Until somebody thrust a list under my nose. A list full of things that I use every day. Some of them made from plastic, others which I would never have dreamt contained plastic: tea bags, table salt, honey, beer. The Plastic Soup Foundation and the VU University Amsterdam will this year be researching what the effect is on our bodies. A question which had never occurred to me…
The test list includes the plastic kettle, and in my imagination I clearly remember the trusty, bubbling machine that brightened my kitchen for many a year. Hundreds of pots of tea I made with that machine. My mind conjures up a memory of a convivial cloud of steam. The test will tell me whether or not I was swallowing tiny pieces of microplastic, hardening agent and flame retardant as I slurped my tea. Oops.
The test list contains more surprises. It’s probable that I am massaging poisonous plasticisers and nanoplastic particles in to my skin every day as I apply my super-soft day cream. Sunscreen, shower cream, shampoo, make-up: same story.
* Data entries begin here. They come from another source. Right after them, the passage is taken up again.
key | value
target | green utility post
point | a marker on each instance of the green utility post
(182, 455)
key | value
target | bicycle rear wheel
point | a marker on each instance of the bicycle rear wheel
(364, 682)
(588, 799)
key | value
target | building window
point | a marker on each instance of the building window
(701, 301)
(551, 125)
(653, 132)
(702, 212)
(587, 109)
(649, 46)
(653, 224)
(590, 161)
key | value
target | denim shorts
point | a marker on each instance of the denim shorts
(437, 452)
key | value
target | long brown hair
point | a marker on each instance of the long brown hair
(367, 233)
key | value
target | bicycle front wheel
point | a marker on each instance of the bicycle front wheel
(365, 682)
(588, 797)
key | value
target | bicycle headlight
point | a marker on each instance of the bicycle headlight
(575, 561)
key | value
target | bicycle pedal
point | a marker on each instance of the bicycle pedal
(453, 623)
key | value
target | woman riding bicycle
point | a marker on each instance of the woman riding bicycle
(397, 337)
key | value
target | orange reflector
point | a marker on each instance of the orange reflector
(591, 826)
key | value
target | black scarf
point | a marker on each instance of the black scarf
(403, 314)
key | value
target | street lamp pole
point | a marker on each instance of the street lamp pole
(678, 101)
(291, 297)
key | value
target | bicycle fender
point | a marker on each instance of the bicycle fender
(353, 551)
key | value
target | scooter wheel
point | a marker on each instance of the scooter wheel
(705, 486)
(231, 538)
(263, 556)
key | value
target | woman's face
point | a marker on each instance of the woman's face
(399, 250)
I begin to feel a bit uncomfortable, and quickly pass over the question what the plasticizers that are apparently included in tampons may be doing to me.
My house turns out to be full of plastics that the researchers want to investigate with regard to their effect on my health. Those handy bottles and containers in the kitchen. The sport clothes that make me feel so fit. The warm fleece blanket that I wrap myself in on the couch. My yoga mat for those quiet moments. The rug in front of the fire, the curtains, even the paint on the walls. Is a bit of all of those things now part of the inner me?
It’s hard to buy an apple any more that has not been made more attractive by the application of a shiny coating of plastic. To be safe, it will be tested for all kinds of undesirable substances: plasticisers and hardening agents, flame retardants, fluorides, micro- and nanoplastics. It’s known that these substances are in some way related to a lot of the typical ailments of our time, such as ADHD, dementia and Parkinson’s disease. I’m in two minds: do I really want to know?
In the end, it’s the inclusion of milk powder for babies on the list that really gets my attention. Even that contains tiny particles of plastic. So we are feeding on plastic, every day, starting from our earliest days. In that way, the soup is very close to home: it seems I may have my own plastic broth in my body. I need to know more about that.